The proposed development is considered a Class III landfill, which is used for demolition waste such as unrecyclable concrete and other building materials like steel, lumber and bricks. It would not hold hazardous materials or household waste. According to the company’s website, it would be an odorless landfill with “superior appearance” and would serve as an economic asset to the community.
But Achievement Schools Executive Director Timothy Ware is appalled that there’s even discussion about whether a landfill should become a school’s neighbor.
“I can think of few messages more counter to our city’s goals of delivering high-quality public education to our children than placing a dump next to an elementary school,” Ware said.
If approved this year, the development would be the second landfill located near the elementary school. Memphis Wrecking Co. already operates a 24-acre landfill adjacent to the proposed expansion but located further from the school and not visible from the campus. That landfill also holds mostly construction and demolition debris, especially unrecyclable concrete.
After pulling its application last summer, the company used the hiatus to incorporate changes in its proposal. Williamson says the new plan is designed to be more appealing to the surrounding community.
As proposed, the landfill would be located 662 feet from the school building and would include a 200-foot buffer zone of thick forest between the landfill’s eastern border and the school. Changes to the application include recently planted deciduous and evergreen trees designed to grow and visually eclipse a rising pile of waste material. The company has lowered the landfill’s eventual elevation by 40 feet, as well as reduced the slope. Once the landfill is filled to capacity, covered with two and half feet of dirt and seeded, the company also would donate an existing house on the property to the Frayser community for whatever purpose is deemed appropriate.

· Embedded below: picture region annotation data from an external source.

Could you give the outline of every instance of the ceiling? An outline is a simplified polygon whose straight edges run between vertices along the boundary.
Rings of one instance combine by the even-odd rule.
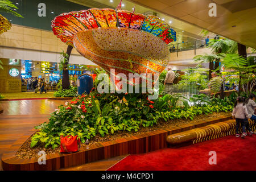
[[[256,0],[129,1],[176,18],[174,27],[195,34],[197,28],[206,29],[256,48]],[[213,2],[217,5],[216,17],[208,15]]]
[[[119,3],[120,0],[67,0],[76,3],[81,4],[91,8],[112,8],[115,9]],[[147,2],[147,1],[144,1]],[[171,0],[170,0],[171,1]],[[112,1],[112,2],[111,2]],[[135,4],[132,2],[123,0],[122,3],[123,6],[122,9],[129,11],[133,11]],[[159,11],[152,10],[152,8],[145,7],[144,6],[136,5],[135,7],[135,12],[145,15],[154,14],[161,19],[164,18],[164,21],[168,23],[170,26],[176,32],[177,41],[172,42],[172,44],[182,43],[182,42],[193,42],[196,40],[203,39],[199,33],[202,28],[195,26],[190,23],[180,20],[177,18],[173,18],[166,13],[159,12]],[[171,21],[171,23],[170,22]],[[210,37],[213,36],[214,34],[210,35]],[[181,44],[180,46],[185,46],[185,44]]]

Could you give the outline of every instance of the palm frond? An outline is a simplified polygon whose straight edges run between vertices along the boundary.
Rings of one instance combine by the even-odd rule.
[[[256,65],[248,66],[247,59],[236,54],[226,54],[226,57],[221,60],[221,63],[226,68],[233,69],[240,72],[250,72],[256,68]]]

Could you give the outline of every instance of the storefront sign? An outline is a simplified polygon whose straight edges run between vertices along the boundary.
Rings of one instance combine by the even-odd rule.
[[[9,74],[10,76],[15,77],[19,75],[19,72],[16,68],[11,68],[9,71]]]

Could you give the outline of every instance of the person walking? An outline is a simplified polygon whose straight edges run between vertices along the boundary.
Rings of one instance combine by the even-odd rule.
[[[32,78],[28,78],[28,90],[32,90]]]
[[[232,118],[236,118],[236,136],[240,136],[239,135],[240,125],[242,126],[242,134],[241,138],[243,138],[246,136],[246,131],[245,128],[250,132],[250,135],[253,135],[253,131],[249,125],[248,119],[250,118],[251,114],[248,114],[246,106],[245,106],[245,100],[243,97],[239,96],[237,98],[237,100],[234,105],[234,109],[232,112]]]
[[[41,79],[41,83],[40,85],[40,87],[41,88],[41,92],[40,92],[40,94],[43,93],[43,92],[44,92],[46,93],[46,90],[44,89],[44,88],[46,86],[46,82],[44,81],[44,78]]]
[[[205,41],[205,45],[206,45],[206,46],[208,46],[209,42],[210,41],[209,40],[209,36],[207,36],[207,38],[206,38],[205,39],[204,39],[204,40]]]
[[[175,78],[175,73],[172,70],[172,67],[168,67],[167,70],[164,84],[165,85],[166,92],[170,94],[172,92],[172,85]]]
[[[34,81],[33,83],[33,89],[35,90],[35,93],[36,93],[36,88],[37,87],[38,87],[38,77],[35,77],[35,81]]]
[[[256,108],[256,103],[255,102],[255,95],[253,93],[250,93],[248,98],[246,100],[246,109],[248,111],[248,114],[251,114],[250,119],[256,122],[256,115],[255,114],[255,109]],[[256,131],[254,131],[254,134],[256,134]]]

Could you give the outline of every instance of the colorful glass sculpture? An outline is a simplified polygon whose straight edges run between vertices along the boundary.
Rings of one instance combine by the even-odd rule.
[[[160,73],[168,64],[167,44],[176,32],[155,16],[110,9],[64,13],[52,21],[53,33],[83,56],[114,76]],[[127,81],[128,82],[128,81]]]
[[[7,32],[11,27],[11,23],[6,18],[0,15],[0,34]]]

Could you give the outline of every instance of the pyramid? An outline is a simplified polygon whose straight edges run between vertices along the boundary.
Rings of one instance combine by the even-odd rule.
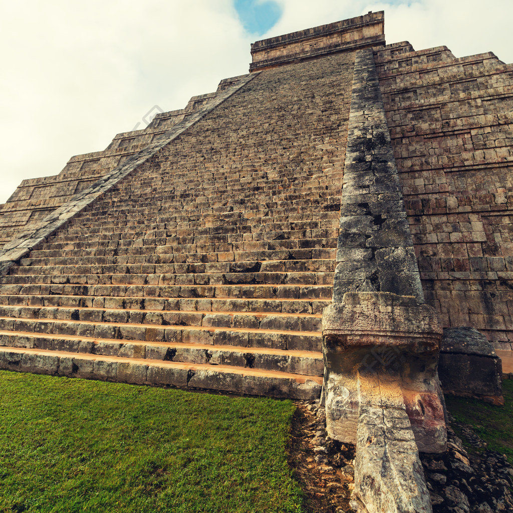
[[[513,68],[387,45],[382,12],[251,54],[249,74],[0,206],[0,368],[314,399],[323,310],[373,291],[425,300],[444,327],[511,350]],[[344,173],[358,167],[365,66],[400,229],[358,200],[374,186]],[[350,204],[383,229],[378,250]]]

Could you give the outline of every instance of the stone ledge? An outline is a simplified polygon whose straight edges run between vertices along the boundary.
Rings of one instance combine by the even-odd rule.
[[[87,189],[75,194],[68,202],[56,209],[42,221],[36,229],[22,233],[17,239],[6,244],[0,250],[0,274],[8,273],[16,261],[26,256],[39,245],[46,242],[60,228],[76,214],[82,212],[121,180],[133,172],[140,166],[147,162],[165,146],[178,137],[203,116],[210,112],[232,94],[252,80],[256,74],[247,75],[245,78],[226,89],[207,102],[202,109],[192,113],[187,118],[175,125],[154,142],[143,150],[127,159],[110,173],[97,180]]]

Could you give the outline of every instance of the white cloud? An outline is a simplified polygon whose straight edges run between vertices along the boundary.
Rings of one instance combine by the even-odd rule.
[[[279,3],[263,38],[383,9],[388,43],[513,62],[509,1]],[[152,106],[181,108],[247,72],[251,37],[230,0],[0,0],[0,203],[22,180],[103,149]]]

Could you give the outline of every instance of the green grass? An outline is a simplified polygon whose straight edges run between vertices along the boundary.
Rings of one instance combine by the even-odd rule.
[[[489,449],[506,455],[513,464],[513,380],[504,380],[503,394],[503,406],[451,396],[445,401],[457,421],[472,426]]]
[[[302,511],[294,410],[0,371],[0,511]]]

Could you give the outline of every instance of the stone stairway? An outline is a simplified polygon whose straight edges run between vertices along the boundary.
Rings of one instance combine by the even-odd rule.
[[[0,277],[0,368],[318,397],[352,66],[263,72]]]

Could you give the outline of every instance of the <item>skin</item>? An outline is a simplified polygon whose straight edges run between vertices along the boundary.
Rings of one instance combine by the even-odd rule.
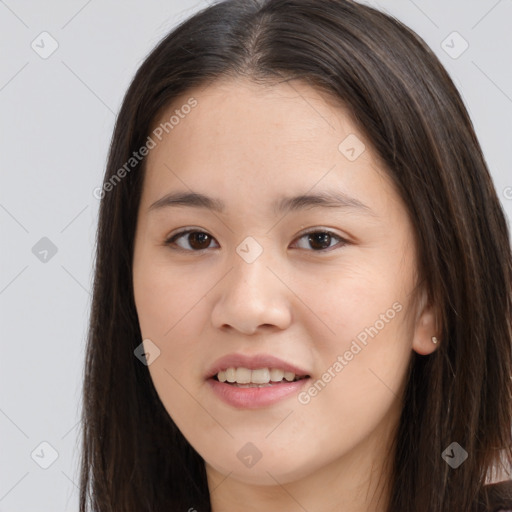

Under the revamped plans, children walking to school would not be able to see the landfill, according to company planner Brenda Solomito. “It’s important to us to make sure that the visual corridors and focal points for Whitney were designed so that you could not see in on the school side,” she said.
Visuals are only one of many concerns for the landfill’s opponents, however. Ware worries about possible air and soil contamination resulting from the dumping of unrecyclable concrete, while Solomito adamantly denies that will happen. A clay liner would be installed to separate the waste from the soil. The water table lies more than three football fields below the landfill. The proposed site is also flanked by by ground water monitoring wells.
“Concrete breaks down into sand and rocks, basically. That’s not a threat, especially when it’s contained by a clay liner,” Solomito said.
Company leaders say they have planned measures to address every possible community concern, but Ware cites one exception — the psychological impact of having a waste site next to a space where children learn.
“It contaminates the collective psyche of our community,” Ware said. “It says, ‘This is where our trash belongs.’”
Whitney Achievement Elementary School is located in a former blue-collar neighborhood that is now one of Memphis’ most economically depressed areas. Almost every student at Whitney is considered economically disadvantaged, and more than 96 percent are black, according to the Tennessee Report Card.
Officials with Memphis Wrecking argue that the landfill expansion will create jobs, increase tax revenue and lower city disposal costs, saving taxpayers money. Williamson notes that, before his company purchased the site, it featured an outdoor adult movie theatre and a liquor store.
“If anything, this is an improvement over outdoor pornography,” he said.
Memphis Wrecking and Solomito Land Planning are scheduled to host a neighborhood meeting on the proposal at 6 p.m. on Thursday at Impact Baptist Church & Ministries in Frayser.